When launched, Lenovo Yoga drew attention of the huge crowd. The concept of tablet and laptop combined in a single system has been designed in a super cool manner. Undoubtedly, the name given to this model by Lenovo goes well with this flexible system.

It is good as a laptop and the screen swivel around completely, to give a full tablet experience to its users. We don’t mean that it is the best device in the market, but we would say that it is the coolest device that gives the experience of both a tablet and a laptop.

Let us not wait more and start with the specs of this model, which it has wrapped in!



Lenovo Yoga is of 0.69 inches thick and weighs 3.4 pounds. Yes, you’re right! It is neither the slimmest nor the lightest system. But, if you’re expecting a laptop and tablet in the same system, then it will definitely, demand for little compromise.

Exterior of the machine is of silver-gray color and has a soft finish. The interior of the system has the same soft touch. The screen of Yoga has a fancy HDTV look, which leaves the impression of more of a tablet. You can find a Windows button at the bottom of the screen, to switch between desktop mode and Metro interface.

Keyboard is very comfortable to work with, and the trackpad is smooth & responsive. It has a line to indicate the right and left mouse clicks.


Yoga houses 4 GB of RAM and powered by 3rd generation Intel Core i5-3317U processor. It has 128GB solid state drive. The size of the multi-touch touchscreen is 13-inch and has a resolution of 1,366×768 pixels. It runs on Windows 8. Yoga sports a USB 3.0 port, a USB 2.0 port, a HDMI port, SD card reader, microphone or headphone jack, buttons to control the volume and a button to lock the screen (which works only in tablet mode).

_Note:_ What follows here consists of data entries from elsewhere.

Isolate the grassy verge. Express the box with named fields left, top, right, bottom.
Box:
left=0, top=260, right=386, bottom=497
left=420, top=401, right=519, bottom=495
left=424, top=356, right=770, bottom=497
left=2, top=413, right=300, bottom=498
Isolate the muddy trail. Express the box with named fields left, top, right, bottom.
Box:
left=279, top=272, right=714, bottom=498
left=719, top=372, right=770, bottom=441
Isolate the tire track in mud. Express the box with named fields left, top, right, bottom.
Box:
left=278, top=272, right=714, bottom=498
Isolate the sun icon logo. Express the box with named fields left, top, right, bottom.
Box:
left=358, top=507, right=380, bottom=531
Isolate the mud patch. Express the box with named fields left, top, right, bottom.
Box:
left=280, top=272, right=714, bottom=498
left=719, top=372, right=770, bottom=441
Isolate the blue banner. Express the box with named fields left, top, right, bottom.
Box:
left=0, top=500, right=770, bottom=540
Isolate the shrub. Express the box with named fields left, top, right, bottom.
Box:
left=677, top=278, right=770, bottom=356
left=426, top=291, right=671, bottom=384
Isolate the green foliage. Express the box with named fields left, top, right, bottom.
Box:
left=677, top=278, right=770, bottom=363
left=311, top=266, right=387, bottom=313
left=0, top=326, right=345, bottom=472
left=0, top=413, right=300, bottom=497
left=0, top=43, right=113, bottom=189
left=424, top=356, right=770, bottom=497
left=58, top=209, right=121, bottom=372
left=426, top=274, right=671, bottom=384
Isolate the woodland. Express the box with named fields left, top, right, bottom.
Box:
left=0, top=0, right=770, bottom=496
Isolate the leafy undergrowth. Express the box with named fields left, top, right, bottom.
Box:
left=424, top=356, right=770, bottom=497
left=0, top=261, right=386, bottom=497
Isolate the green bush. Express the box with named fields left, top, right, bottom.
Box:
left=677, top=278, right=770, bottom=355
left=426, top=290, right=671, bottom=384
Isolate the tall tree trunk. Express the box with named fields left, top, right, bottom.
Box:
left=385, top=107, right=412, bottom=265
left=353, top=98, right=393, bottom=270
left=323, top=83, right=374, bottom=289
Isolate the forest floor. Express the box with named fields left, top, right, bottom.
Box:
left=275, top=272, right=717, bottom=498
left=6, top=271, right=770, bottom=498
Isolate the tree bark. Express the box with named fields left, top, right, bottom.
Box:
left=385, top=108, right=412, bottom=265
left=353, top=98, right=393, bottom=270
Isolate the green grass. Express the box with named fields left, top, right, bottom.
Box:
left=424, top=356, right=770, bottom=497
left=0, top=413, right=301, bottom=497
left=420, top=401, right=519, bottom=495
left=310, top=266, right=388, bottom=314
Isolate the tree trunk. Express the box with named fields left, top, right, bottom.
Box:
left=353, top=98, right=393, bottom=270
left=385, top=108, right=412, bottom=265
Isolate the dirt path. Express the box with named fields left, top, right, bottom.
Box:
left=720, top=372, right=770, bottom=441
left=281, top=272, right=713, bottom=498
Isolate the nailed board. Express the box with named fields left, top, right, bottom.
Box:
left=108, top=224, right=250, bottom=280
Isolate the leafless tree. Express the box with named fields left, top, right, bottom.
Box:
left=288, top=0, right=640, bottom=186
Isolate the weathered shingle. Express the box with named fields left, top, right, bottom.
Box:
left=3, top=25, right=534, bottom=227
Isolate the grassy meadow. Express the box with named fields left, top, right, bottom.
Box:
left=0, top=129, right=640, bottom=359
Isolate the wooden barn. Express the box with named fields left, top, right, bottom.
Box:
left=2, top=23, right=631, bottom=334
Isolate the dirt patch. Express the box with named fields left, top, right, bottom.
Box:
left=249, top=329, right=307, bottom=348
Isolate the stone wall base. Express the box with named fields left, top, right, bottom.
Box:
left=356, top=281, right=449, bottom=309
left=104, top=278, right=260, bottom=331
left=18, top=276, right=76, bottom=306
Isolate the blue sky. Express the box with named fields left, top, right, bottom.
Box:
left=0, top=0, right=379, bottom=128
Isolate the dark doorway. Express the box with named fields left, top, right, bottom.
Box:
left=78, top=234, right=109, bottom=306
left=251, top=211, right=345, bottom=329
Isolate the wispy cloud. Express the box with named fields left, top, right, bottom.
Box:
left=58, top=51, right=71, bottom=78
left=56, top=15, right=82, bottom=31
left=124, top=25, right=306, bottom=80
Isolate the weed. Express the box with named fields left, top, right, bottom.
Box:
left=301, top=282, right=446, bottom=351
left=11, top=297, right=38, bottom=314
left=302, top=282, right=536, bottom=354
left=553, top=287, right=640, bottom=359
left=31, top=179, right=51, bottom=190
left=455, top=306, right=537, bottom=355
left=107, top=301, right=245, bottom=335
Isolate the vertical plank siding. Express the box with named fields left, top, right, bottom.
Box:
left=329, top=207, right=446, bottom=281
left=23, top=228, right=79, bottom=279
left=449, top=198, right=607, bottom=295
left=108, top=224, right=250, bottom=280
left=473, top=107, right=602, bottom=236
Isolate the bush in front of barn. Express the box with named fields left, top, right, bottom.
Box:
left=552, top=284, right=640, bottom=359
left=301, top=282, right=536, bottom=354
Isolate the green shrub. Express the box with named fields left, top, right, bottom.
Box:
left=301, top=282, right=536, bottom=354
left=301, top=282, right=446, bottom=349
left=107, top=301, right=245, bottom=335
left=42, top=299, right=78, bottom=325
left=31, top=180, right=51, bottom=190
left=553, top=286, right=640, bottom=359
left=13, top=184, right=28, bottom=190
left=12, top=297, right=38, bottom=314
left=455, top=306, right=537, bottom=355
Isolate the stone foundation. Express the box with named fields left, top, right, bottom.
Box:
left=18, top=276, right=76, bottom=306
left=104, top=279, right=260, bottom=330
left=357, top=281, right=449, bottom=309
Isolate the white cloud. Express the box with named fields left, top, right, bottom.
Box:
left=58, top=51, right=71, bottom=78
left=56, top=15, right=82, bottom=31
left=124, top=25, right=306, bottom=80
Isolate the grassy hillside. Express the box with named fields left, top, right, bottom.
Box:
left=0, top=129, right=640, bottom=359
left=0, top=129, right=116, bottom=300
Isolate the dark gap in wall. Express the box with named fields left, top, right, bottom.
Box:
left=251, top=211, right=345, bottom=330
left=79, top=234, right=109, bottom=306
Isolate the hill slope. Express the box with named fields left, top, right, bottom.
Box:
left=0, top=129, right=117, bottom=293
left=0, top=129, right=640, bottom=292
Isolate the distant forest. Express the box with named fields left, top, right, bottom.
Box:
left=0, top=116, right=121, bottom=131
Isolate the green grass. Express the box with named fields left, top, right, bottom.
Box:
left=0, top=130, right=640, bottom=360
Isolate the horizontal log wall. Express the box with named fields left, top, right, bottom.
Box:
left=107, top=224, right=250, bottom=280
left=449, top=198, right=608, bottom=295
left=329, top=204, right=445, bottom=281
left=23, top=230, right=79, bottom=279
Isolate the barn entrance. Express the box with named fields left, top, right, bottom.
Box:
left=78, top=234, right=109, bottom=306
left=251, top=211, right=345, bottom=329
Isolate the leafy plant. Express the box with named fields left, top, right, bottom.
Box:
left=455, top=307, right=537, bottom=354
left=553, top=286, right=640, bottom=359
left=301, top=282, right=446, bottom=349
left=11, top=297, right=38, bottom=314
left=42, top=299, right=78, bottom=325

We would consider Yoga’s performance to be little better than average and rate it to be 5 out of 10.

It has beaten almost all computers or laptops in booting time. It took only 7.9 seconds to start up, which was the least among all the systems put onto test.

Despite of not having a discrete graphics card, Yoga performed quite well in its graphics test. It could generate a frame rate of 30.1 frames per second, which is considered to be playable.

Yoga could manage well in the battery life test of Ultrabooks. It could stand for five hours & 37 minutes on ‘Balanced & Power Save Mode’. Of course, it is not the best battery life that can be delivered by an Ultrabook, but it is not bad too.

Lenovo Yoga is not extremely exciting, but the fact still remains the same that it performs really well being both a laptop and a tablet.